Speckle in SAR images makes it difficult to interpret the image thus reducing the effectiveness of image processing. In remote sensing, image scene classification is an elementary problem which aims to label an image automatically with a specific semantic category. The classification performance of SAR data with speckle is inadequate for many applications. Thus, speckle removal becomes an important pre-processing step for SAR data classification. This study investigates the impact and importance of speckle filtering for classification using ALOS-PALSAR-2 data on San Fran-cisco area.
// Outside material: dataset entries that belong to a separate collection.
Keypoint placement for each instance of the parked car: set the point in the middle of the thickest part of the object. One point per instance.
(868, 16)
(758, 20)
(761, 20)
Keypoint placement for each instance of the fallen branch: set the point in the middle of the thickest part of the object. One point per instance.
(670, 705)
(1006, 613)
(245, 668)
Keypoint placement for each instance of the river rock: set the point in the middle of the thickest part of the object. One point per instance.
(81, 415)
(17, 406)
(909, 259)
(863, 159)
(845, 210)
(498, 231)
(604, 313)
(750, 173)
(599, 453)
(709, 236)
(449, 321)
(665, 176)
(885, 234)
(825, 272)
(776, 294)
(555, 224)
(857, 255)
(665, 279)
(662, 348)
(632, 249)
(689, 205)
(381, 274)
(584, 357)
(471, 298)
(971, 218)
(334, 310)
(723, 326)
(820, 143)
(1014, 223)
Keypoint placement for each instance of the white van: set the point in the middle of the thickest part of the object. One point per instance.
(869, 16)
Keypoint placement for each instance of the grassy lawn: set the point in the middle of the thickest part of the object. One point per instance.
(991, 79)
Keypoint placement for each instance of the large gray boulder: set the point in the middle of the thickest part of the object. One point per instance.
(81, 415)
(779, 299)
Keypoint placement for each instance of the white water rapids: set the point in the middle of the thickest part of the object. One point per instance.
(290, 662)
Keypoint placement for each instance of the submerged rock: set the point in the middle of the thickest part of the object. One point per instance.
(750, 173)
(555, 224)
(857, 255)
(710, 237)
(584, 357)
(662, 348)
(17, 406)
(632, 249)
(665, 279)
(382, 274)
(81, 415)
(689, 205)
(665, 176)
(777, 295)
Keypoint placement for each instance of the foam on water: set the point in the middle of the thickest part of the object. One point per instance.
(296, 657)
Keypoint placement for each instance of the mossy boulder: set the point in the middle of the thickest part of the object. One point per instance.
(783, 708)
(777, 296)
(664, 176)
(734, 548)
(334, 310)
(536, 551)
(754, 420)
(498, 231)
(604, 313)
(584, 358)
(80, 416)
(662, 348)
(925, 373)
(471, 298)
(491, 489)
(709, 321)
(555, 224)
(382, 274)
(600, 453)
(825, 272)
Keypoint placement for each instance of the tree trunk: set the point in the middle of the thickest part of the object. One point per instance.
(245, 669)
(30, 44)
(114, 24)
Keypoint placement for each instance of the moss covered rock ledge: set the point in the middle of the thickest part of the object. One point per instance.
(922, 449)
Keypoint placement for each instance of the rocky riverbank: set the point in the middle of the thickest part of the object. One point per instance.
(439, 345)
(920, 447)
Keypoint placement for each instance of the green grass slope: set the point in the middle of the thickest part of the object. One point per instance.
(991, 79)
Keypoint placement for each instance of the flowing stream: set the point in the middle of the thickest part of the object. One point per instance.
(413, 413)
Wishart classifier is chosen for classification of filtered and unfiltered SAR data. The influence of DFT based speckle reduction framework is investigated in terms of classification accuracy.
基于DFT的散斑抑制滤波器对合成孔径雷达图像分类精度的影响
SAR图像中的斑点给图像解译带来困难,从而降低了图像处理的有效性。在遥感中,图像场景分类是一个基本问题,其目的是用特定的语义类别自动标记图像。带有散斑的SAR数据的分类性能在许多应用中是不够的。因此,去斑成为SAR数据分类的重要预处理步骤。本文利用美国旧金山地区的ALOS-PALSAR-2数据,研究了散斑滤波对分类的影响和重要性。采用Wishart分类器对过滤后和未过滤的SAR数据进行分类。从分类精度的角度研究了基于DFT的散斑约简框架对分类精度的影响。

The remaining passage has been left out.